Obviously, it's not practical to offer names to all or any objects during a large database that has thousands of objects, so most objects are made persistent by using the second mechanism, called reachability. The reachability mechanism works by making the thing reachable from some persistent object. An object B is claimed to be reachable from an object A if a sequence of references within the object graph lead from object A to object B.
Figure 2.1.4(II) Creating persistent objects by naming and reachability.
If we first create a named persistent object N, whose state is a set or list of objects of some class C, we will make objects of C persistent by adding them to the set or list, and thus making them reachable from N. Therefore N defines a persistent collection of objects of class C. For instance, we will define a class DepartmentSet whose objects are of type set (Department). Suppose that an object of type DepartmentSet is made, and suppose that it is named AllDepartments and thus made persistent.

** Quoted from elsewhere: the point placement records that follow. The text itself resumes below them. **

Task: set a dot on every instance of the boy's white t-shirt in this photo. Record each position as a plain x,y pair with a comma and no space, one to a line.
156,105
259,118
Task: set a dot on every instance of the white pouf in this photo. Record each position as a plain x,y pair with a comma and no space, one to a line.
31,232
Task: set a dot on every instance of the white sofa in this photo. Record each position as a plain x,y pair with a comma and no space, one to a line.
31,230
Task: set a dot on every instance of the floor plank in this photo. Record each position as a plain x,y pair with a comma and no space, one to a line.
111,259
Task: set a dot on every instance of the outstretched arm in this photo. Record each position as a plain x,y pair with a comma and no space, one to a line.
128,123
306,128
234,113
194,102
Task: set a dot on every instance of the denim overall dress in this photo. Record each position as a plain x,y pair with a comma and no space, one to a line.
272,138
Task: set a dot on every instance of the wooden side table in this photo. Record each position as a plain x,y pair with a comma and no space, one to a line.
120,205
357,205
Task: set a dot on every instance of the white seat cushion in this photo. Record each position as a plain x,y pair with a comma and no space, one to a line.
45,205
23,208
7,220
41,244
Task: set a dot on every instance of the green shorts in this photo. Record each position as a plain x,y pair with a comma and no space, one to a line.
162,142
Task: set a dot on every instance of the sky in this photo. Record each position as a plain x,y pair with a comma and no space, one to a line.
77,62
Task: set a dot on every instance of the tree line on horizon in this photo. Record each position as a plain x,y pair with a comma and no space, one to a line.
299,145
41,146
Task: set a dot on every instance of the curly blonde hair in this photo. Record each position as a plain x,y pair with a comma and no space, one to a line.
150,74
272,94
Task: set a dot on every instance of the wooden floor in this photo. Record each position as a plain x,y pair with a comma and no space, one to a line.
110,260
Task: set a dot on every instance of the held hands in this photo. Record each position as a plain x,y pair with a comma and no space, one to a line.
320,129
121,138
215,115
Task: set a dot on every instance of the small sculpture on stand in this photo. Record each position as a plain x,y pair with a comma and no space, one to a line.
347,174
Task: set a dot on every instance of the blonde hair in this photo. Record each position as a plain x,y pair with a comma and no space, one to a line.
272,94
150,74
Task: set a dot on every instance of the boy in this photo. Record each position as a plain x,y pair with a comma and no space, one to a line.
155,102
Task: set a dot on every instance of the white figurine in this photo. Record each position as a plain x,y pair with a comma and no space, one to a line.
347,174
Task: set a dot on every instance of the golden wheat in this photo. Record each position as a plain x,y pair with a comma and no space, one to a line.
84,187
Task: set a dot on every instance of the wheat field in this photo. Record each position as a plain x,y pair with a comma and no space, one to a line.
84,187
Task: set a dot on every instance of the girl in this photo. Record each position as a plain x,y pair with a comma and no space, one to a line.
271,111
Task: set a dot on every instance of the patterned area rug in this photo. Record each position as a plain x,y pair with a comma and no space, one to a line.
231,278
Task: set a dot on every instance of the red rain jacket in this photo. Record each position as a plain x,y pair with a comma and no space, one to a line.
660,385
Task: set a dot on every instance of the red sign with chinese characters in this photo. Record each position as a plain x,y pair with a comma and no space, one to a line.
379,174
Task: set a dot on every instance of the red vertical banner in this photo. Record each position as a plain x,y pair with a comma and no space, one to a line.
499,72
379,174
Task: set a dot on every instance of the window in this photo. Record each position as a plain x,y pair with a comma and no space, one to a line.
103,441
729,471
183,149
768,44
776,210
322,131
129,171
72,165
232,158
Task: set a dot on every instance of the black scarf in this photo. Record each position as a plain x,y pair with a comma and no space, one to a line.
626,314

Any Department object which is added to the set of AllDepartments by using the add_dept operation becomes persistent by virtue of its reachable from AllDepartments. The AllDepartments object is usually called the extent of the class Department, because it will hold all persistent objects of type Department. The ODMG ODL standard gives the schema designer the choice of naming an extent as a part of class definition.
The difference between traditional database models and OO databases during this respect. In traditional database models, like the relational model or the EER model, all objects are consider as persistent. Therefore when an entity type or class like EMPLOYEE is defined within the EER model, it represents both the type declaration for EMPLOYEE and a persistent set of all EMPLOYEE objects.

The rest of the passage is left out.